People have these concepts pretty readily available. People have a pretty clear understanding of the injustice that they’re experiencing on a daily basis. We just give them a chance to put it into words and to do so collectively and then to organize together in a way that fights those injustices.
One of the things that’s liberating about radical analysis is that you can see what needs to be done. Liberals wring their hands about why people are “stuck in their ways” or “people are just plain greedy” or how “human nature” means that the status quo is inscribed in stone. Radicals see the mechanisms that keep the system functioning. We know what to go after. It’s daunting, but at least it’s not a mystery.
There is not much cultural support for doing this kind of work. How do you support people to push further, to question these seemingly unquestionable assumptions?
From the first phone call to the first meeting and on to successive meetings, demonstrations, and actions, we emphasize solidarity. I’m talking about love, really. We don’t just tell people what their legal rights are and then leave them to figure it out. We listen to them talk about what’s happening in their lives. We give them the space to say how they feel. We help them meet up with others who are facing similar conditions.
The staff is made up of community leaders who came out of various struggles. They are magnificent people who regularly make sacrifices that can’t possibly be explained, except to say they are motivated by love and dedication to their community.
There’s one organizer, Roberta Jones. At a meeting recently, we were talking about the miners who were trapped in the Pennsylvania mine in 2004. Jones noted that the miners had all lashed themselves together so that if they didn’t make it, at least their bodies would all be found together. She said, “We’re like those miners. We’re lashing ourselves together so that we can sink or swim together. But there’s a difference,” she added. “I’m not going down.” That’s the essence of how we support each other.
City Life is a place where people actually experience solidarity. You see it all the time. Tenants from one building show up at another building just to lend their support. People describe the neighbors in their building as family. They defend each other with the same fierceness you might expect people have for family members. One woman I know who’s in her 80s, who’s very quiet, showed her steely side at a demonstration a few weeks ago: “We shall not be moved,” she said with the kind of determination that makes you want to cheer and cry at the same time.
We need organizers for the long haul. How do you protect against burnout?
You have to measure success by how the movement is growing and by how people are moving forward. People are beginning to articulate that there is a better way to live. We don’t have to accept the current conditions.
What is the better way to live that you are hearing people talk about?
Greed doesn’t have to hold sway in certain arenas of human activity. One of those arenas is your home. The cooperative movement contains an embryo of an alternative to the marketplace. People say, “Let’s get together and own our own building. We’ll keep it affordable.” But coops run into an extremely hostile macro-environment. They do contain an important kernel, however. The place where you live, your home, should not be subjected to the greed of the marketplace.
Aside from your organizing aims, how does the culture of the City Life pre-figure a better world?

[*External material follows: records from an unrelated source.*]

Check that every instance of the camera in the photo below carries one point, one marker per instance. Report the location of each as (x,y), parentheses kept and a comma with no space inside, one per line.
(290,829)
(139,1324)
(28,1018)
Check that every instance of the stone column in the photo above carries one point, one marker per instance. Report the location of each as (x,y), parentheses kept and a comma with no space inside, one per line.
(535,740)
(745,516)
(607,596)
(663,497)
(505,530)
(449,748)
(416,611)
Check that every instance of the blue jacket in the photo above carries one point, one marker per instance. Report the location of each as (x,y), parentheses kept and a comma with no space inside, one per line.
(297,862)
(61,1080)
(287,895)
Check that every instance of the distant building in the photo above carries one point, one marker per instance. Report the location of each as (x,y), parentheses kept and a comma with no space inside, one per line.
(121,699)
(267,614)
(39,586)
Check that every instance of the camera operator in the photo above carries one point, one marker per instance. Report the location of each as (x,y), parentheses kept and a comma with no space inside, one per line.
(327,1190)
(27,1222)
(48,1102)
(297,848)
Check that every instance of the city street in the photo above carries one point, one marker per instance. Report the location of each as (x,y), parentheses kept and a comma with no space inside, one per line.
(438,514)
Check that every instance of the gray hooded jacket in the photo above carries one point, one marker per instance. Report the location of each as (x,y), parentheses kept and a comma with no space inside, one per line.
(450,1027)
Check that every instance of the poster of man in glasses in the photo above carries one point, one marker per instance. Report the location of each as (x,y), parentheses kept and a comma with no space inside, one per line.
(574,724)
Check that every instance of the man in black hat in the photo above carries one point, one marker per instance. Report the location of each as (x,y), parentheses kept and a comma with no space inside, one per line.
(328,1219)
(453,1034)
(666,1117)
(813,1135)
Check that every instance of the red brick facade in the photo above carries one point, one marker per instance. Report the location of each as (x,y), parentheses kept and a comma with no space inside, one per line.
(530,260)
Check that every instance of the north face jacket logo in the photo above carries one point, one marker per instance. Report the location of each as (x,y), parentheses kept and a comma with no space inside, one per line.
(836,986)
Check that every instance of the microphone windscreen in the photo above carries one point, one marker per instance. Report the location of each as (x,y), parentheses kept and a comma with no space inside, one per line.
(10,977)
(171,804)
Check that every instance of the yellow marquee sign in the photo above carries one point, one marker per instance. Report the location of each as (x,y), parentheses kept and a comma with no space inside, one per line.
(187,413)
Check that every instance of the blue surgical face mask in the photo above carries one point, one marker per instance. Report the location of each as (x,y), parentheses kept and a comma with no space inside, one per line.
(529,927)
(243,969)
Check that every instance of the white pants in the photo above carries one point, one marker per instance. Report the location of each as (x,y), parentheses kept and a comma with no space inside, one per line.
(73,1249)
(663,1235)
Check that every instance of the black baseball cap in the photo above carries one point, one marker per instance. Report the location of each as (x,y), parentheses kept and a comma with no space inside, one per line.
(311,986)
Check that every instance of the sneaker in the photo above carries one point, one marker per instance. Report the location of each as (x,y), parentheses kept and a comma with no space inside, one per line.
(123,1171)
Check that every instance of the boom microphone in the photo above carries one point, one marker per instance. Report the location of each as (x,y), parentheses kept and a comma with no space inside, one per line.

We don’t treat people instrumentally. We value people for who they are, for their experiences, for what they know. I’m not talking about office skills. Office skills aren’t such a high priority. Anyone who wants to can learn office skills. People who have office skills, but no heart—I don’t even want them around me.
You’ve got someone who’s been around, who’s survived some hard times and learned how to cope with really difficult situations, she’s going to be the one to diffuse a difficult moment in a meeting. She’s the one who knows how to intervene. She’s the one who will make an effective leader.
What is the role of leaders?
The raw material of our movement is people who have been badly beaten up, oppressed, scarred. Radical organizers aren’t trying to “help” anyone—at least in the way that we tend to institutionalize the “other” in this society and then dole out charity to them. We affirm the idea of “solidarity” instead. It would be good to ban the word “client” from use by organizers. City Life members are people who are learning from what they’ve been through and turning that into power.
They are the people who are the best leaders. We need democratic movements, but that doesn’t mean there aren’t leaders helping to give them shape. When you hear some xenophobic comment at a meeting, for example, you need enough leadership in the room to be able to deal with it somehow. Ideally, you offer some perspective that values the person who is the target of the attack, but at the same time you don’t trash the person who is making the comment. That person has value, too. That person is in a process of transformation.
There are many large and small ways that people can use their power. How do you measure the worth of a life?
People aren’t very able to picture their own heroism. Maybe that’s what organizers do—we hold up the mirror so that people can see the heroism in all the daily ways they face life. We look for that in each other and we celebrate that.
Cynthia Peters is an activist and freelance writer living in Boston. This is the first in a series of interviews with activists about how they do radical organizing in the context of reform work.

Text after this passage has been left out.